Thing is I am not sure how skrill account can get hacked. I guess this can be done only via email: you get email, you ask skrill to reset your password and now you have access to other person's account. If you have skrill user's phone number, you can't do much with it... or can you? It looks like phone number is used only for verification when user creates skrill account. I don't see any way hacker can use it in case he knows what phone number is.

[exstasie]

I use skrill to sell btc. Before I give my potential customers my email to send money to, I ask them to give me their id document, e.g. passport, and screenshot of their profile page, so that I can see the names in id and profile match. I do this procedure to ensure the account wasn't hacked.

But this also makes customers who don't like giving this info for whatever reasons, refrain from me. I want to have another identification method, like sending sms to their number. If customer has access to his phone, he can enter the message I sent him, to me again.

How do you verify it's their real phone number? Because it's listed in their Skrill profile?

A hacker can probably change the phone number on a compromised account pretty easily. They could just be giving you a burner phone or Google voice number. They could only change the name on a Skrill account by contacting Skrill support and completing verification: https://www.quora.com/How-can-I-change-my-name-in-Skrill-to-be-correct

So phone verification seems a lot less reliable than your original method unless I'm misunderstanding.

[BitMaxz]

Don't change your ways to identify real owner/customer like the above said SMS is not enough to identify them.
To make sure you are not dealing with any hacked accounts selfie with ID is enough to identify if your customer is the real owner of the skrill account.
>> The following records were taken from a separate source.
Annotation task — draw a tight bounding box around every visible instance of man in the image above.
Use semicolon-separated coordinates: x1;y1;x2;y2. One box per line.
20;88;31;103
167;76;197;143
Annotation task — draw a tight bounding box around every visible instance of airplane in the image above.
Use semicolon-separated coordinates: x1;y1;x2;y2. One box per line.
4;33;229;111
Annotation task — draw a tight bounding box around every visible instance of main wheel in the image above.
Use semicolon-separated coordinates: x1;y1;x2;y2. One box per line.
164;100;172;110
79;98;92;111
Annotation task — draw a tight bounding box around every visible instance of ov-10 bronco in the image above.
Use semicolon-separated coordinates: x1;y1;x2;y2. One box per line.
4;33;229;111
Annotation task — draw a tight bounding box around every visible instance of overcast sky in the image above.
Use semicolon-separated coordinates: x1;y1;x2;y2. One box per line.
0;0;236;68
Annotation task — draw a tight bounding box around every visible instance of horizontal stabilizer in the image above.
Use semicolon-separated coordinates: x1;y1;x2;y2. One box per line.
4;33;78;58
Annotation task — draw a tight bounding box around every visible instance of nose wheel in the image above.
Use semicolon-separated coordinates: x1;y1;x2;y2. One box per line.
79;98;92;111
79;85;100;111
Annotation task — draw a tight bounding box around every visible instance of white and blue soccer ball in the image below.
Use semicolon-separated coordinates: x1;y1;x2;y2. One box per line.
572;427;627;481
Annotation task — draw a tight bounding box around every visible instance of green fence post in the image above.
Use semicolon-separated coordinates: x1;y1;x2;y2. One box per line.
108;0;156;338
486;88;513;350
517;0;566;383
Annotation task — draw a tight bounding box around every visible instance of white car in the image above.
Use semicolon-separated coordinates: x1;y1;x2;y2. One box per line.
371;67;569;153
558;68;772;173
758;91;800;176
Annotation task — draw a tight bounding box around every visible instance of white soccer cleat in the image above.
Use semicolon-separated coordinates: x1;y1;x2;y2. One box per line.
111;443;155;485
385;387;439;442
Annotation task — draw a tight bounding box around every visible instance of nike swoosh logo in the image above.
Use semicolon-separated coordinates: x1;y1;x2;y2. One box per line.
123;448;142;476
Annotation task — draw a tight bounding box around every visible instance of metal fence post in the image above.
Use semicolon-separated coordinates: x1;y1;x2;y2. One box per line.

If they don't want to give their selfie with ID there is a big chance that you are dealing with the hacker. So, much better ignore them if they can't give their ID  with a selfie.

[Cogniscient]

You can also use Trading ERP to identify your customer in an Effective. There are many ERP software are available in the market, Like SAP Business One, Oracle, and many more.

[jrrsparkles]

When someone hacked an account then it is also possible to change the mobile number also so your point of verification doesn't prove anything.But identity with real name match could be the best possible verification but its still not 100% because lot of people got hacked along with their personal data as well so you can ask for something like holding on something with today's date written on a selfie.

[davis196]

So you sell btc for skrill payments.Wasn't that too risky?Skrill payments can be reversed,while btc transactions can't.How can SMS verifications protect you from being scammed?There are plenty of options to send/receive SMS online for free.You should carry on with ID verification,even though I don't think it helps that much from preventing scams.If you meet a smart scammer,he will eventually scam you despite all verification methods.

[bitsurfer2014]

Don't change your ways to identify real owner/customer like the above said SMS is not enough to identify them.
To make sure you are not dealing with any hacked accounts selfie with ID is enough to identify if your customer is the real owner of the skrill account.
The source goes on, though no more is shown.